Mayor Matt Brown releases statement following city hall harassment scandal

  Following a tumultuous couple of days at city hall, facing numerous harassment allegations involving several departments, London's mayor is speaking out.

On Monday, council held a special in-camera meeting to discuss “personal matters.”

After the meeting, London city manager Martin Hayward issued a news release stating the city has numerous policies in place to ensure “a workplace that is free of harassment and discrimination.”

Late Tuesday afternoon, Matt Brown issued this statement:

On Friday, Megan Walker approached my office with a number of very serious allegations, a list of demands, and a deadline of 5pm on Monday.

Responding publicly to allegations and information collected by a third party is not the way to resolve any issue. We have an obligation to our employees to keep these types of matters confidential and private and we will continue to do so.

While we are unable to speak to the specific information being provided to the media through a third party, what I can tell you is that City Manager Martin Hayward has my full support. We will continuously and repeatedly reiterate our commitment to ensuring a workplace that is free of harassment or discrimination of any kind.

Over the last year, as a Council, we have made significant changes and we are seeing improvements in workplace culture. These improvements take time.

It’s important for all staff working at the Corporation of the City of London to understand there are many options available to them should they feel the need to reach out for any reason.

There is an intake process, internal and external human resources representatives, a workplace harassment and discrimination prevention policy, access to support from union organizations and employees also have the ability to reach out to the Labour Relations Board or the Human Rights Tribunal.

The #MeToo and #TimesUp movement is important and necessary. Right now, we see individuals from all sectors coming forward with stories of harassment and violence in unprecedented volumes.
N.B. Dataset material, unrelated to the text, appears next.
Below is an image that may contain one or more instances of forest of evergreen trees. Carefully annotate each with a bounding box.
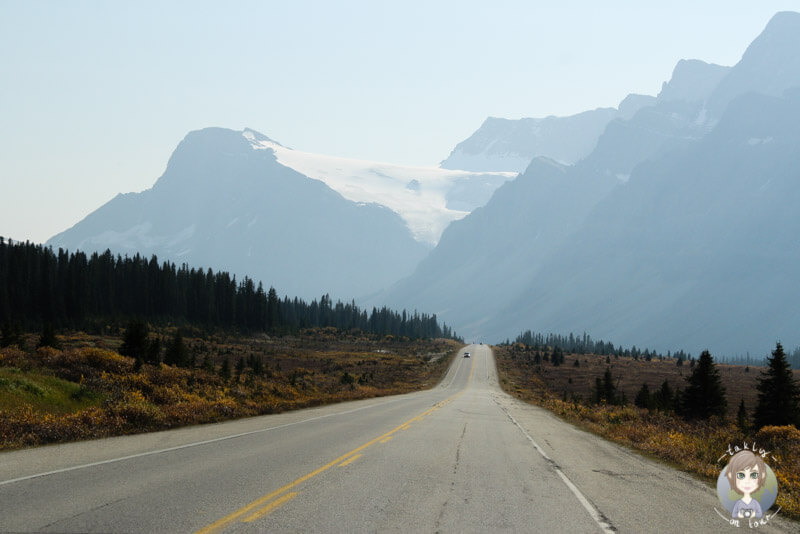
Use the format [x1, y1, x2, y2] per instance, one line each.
[0, 237, 456, 339]
[515, 330, 692, 362]
[515, 330, 800, 369]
We need to make sure our policies and practices are designed so they protect everyone.

Often times being a leader means dealing with difficult and sensitive information; it means working through appropriate channels and not negotiating in the media or giving in to ultimatums, but rather taking a careful look at a situation and taking appropriate action.

If we need to make adjustments to our policies, we will.

Meanwhile, a former London fire department employee has shared her account of harassment exclusively with CTV News.

"I spent more time at work crying than not," says the woman who did not want to be identified.

She provided CTV News with a copy of a confidential letter she recently sent to mayor Matt Brown outlining verbal harassment and bullying that led to her to quit.

After 13 years working for the city, she was scared to speak up.

"I had worked there long enough to know that making a complaint would make my life worse not better."

Ultimately frustrated the author resigned in October 2015.

"No one believed that the city's harassment policies were anything other than a cover for human resources who certainly didn't give a damn about emplyees at the fire department."

The letter provides a first hand account of what critics say is an ineffective harassment policy for municipal employees.

Citing privacy rules, city manager Martin Hayward can't speak to the specific incidents in the letter, but spoke with CTV News.

"It saddens me because no one should come to work and feel that way," says Hayward.

Hayward says he has heard concern loud and clear.

One revision to the harassment policy may be to retain an independant third party to accept anonymous complaints.

During 34 years working his way through the ranks at London city hall, there were times he felt unable to speak up.

"I have experienced areas where I have been afraid in years past before we had processes and I don't want that for anybody else," says Hayward.

Brown called a special closed door meeting Monday with council.

CTV News has learned that the harassment policy was part of that discussion, but letters marked confidential, like the one provided to CTV News could not legally be included in the meeting.

The union that represents London firefighters says they commend the courage of those stepping forward because those voices need to be heard.

"The London Professional Firefighters Association continues to remain steadfast in all our efforts to engage our management and leadership team in conversations about buiding and protecting a safe workplace," says LPFA president Jason Timlick.

Hayward admits city hall isn't perfect but adds he doesn't want the public criticism to hurt his many dedicated and caring employees.

"They feel like we are all being painted as people living in an environment that's a negative environment and that's simply not the case," says Hayward.

CTV News reached out to fire chief John Kobarda for comment but has yet to receive a response.